Diversas pessoas no mundo lidam com doenças desconhecidas, como a Neuropatia Óptica Hereditária de Leber (LHON), responsável pela perda repentina da visão. A doença é considerada rara e, por isso, deve ser evidenciada durante a semana de doenças raras.
A neuropatia foi descoberta no século passado, acometendo em média, uma pessoa a cada 50 mil no mundo, sendo mais frequente entre homens jovens, por volta dos 20 anos de idade.
A oftalmologista e diretora do Hospital de Olhos Dr.
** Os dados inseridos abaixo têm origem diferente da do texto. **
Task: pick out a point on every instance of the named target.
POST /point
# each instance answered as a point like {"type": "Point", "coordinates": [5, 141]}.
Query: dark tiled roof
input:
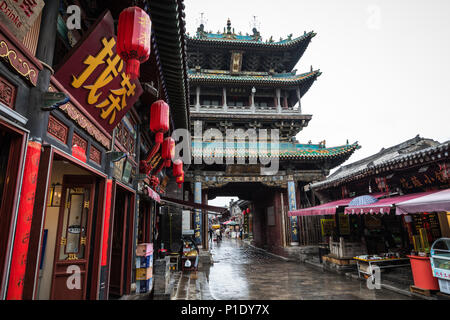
{"type": "Point", "coordinates": [410, 152]}
{"type": "Point", "coordinates": [249, 41]}
{"type": "Point", "coordinates": [287, 151]}
{"type": "Point", "coordinates": [285, 79]}
{"type": "Point", "coordinates": [168, 34]}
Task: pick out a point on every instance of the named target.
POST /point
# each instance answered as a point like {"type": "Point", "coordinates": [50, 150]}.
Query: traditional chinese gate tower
{"type": "Point", "coordinates": [242, 82]}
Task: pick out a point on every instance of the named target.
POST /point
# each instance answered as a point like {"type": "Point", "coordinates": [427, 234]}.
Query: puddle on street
{"type": "Point", "coordinates": [241, 272]}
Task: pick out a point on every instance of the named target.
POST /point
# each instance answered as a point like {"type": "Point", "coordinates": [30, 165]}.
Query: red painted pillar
{"type": "Point", "coordinates": [24, 218]}
{"type": "Point", "coordinates": [103, 292]}
{"type": "Point", "coordinates": [107, 220]}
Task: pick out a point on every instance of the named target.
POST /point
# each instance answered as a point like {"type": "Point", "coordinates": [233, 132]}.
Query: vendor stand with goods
{"type": "Point", "coordinates": [429, 220]}
{"type": "Point", "coordinates": [189, 254]}
{"type": "Point", "coordinates": [144, 267]}
{"type": "Point", "coordinates": [365, 263]}
{"type": "Point", "coordinates": [440, 263]}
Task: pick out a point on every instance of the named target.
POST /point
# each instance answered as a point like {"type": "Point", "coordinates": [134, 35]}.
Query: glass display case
{"type": "Point", "coordinates": [440, 263]}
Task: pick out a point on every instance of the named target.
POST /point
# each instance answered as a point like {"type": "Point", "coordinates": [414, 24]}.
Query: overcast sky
{"type": "Point", "coordinates": [385, 64]}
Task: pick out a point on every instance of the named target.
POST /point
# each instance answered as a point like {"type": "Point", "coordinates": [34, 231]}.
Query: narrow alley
{"type": "Point", "coordinates": [242, 272]}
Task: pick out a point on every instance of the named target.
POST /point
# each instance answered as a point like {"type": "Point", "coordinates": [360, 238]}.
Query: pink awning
{"type": "Point", "coordinates": [438, 201]}
{"type": "Point", "coordinates": [326, 208]}
{"type": "Point", "coordinates": [323, 209]}
{"type": "Point", "coordinates": [153, 194]}
{"type": "Point", "coordinates": [384, 205]}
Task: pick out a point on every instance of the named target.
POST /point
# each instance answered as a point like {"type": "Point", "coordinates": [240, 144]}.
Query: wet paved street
{"type": "Point", "coordinates": [241, 272]}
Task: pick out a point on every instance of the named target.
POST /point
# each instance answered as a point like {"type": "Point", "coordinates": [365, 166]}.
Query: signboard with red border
{"type": "Point", "coordinates": [94, 74]}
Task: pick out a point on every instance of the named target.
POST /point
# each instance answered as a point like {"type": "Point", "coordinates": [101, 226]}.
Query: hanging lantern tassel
{"type": "Point", "coordinates": [133, 39]}
{"type": "Point", "coordinates": [168, 151]}
{"type": "Point", "coordinates": [159, 124]}
{"type": "Point", "coordinates": [178, 172]}
{"type": "Point", "coordinates": [180, 180]}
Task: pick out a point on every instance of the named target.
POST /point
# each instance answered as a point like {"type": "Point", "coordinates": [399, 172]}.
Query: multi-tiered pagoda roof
{"type": "Point", "coordinates": [243, 82]}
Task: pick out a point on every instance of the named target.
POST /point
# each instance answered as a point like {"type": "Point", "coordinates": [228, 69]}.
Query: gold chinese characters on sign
{"type": "Point", "coordinates": [116, 100]}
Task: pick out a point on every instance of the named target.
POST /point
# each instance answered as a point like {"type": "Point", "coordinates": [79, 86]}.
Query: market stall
{"type": "Point", "coordinates": [429, 220]}
{"type": "Point", "coordinates": [365, 263]}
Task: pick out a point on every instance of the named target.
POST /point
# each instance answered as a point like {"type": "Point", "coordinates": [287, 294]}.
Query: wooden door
{"type": "Point", "coordinates": [72, 242]}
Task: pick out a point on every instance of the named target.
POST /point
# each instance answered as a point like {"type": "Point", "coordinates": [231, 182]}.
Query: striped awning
{"type": "Point", "coordinates": [384, 205]}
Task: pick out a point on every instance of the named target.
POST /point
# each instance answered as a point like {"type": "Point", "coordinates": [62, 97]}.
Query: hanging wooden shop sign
{"type": "Point", "coordinates": [19, 15]}
{"type": "Point", "coordinates": [95, 76]}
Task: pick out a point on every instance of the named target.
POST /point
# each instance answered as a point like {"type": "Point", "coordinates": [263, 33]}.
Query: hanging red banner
{"type": "Point", "coordinates": [95, 76]}
{"type": "Point", "coordinates": [107, 218]}
{"type": "Point", "coordinates": [24, 217]}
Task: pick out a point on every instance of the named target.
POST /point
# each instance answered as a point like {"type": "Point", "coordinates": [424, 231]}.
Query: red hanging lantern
{"type": "Point", "coordinates": [159, 124]}
{"type": "Point", "coordinates": [177, 168]}
{"type": "Point", "coordinates": [159, 119]}
{"type": "Point", "coordinates": [178, 172]}
{"type": "Point", "coordinates": [180, 180]}
{"type": "Point", "coordinates": [133, 39]}
{"type": "Point", "coordinates": [168, 151]}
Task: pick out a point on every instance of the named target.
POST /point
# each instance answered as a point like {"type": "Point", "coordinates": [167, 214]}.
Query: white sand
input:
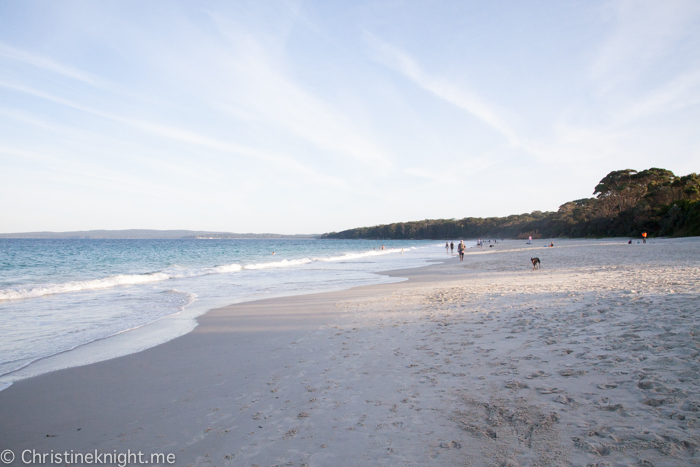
{"type": "Point", "coordinates": [592, 360]}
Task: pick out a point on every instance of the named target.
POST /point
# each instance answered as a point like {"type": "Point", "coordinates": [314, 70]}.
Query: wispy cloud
{"type": "Point", "coordinates": [395, 58]}
{"type": "Point", "coordinates": [184, 135]}
{"type": "Point", "coordinates": [38, 61]}
{"type": "Point", "coordinates": [641, 33]}
{"type": "Point", "coordinates": [269, 92]}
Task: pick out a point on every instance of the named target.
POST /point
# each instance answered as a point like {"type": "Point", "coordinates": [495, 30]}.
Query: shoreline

Ricardo Guimarães, Juliana Guimarães, explica que a patologia é completamente indolor, mas assusta pela maneira que se desenvolve, afinal, de uma hora para outra, a perda da visão central se inicia, evoluindo até restar apenas a visão periférica. Os sintomas começam com embaçamento, avançando para a formação de imagens menos nítidas e coloridas. Ambos os olhos são atingidos, mas, em alguns casos, apenas um dos olhos apresentará os primeiros sinais, porém, em até 8 semanas, o outro olho terá o primeiro sintoma.
A neuropatia tem origem hereditária sendo transmitida por um erro genético mitocondrial materno, fazendo com que as células do nervo óptico sejam danificadas ou morram.
A condição é diagnosticada com uma série de exames, apresentando um único método de tratamento, uma opção terapêutica aprovada pela Agência Europeia de Medicamentos (EMA), para casos considerados excepcionais. A atenção é essencial para evitar que atividades cotidianas, como ler e dirigir, sejam afetadas.
Juliana ainda alerta que, quem recebe o diagnóstico para LHON deve ter alguns cuidados, evitando o consumo de álcool e o hábito de fumar, assim como determinados tipos de antibióticos, conforme recomendações médicas.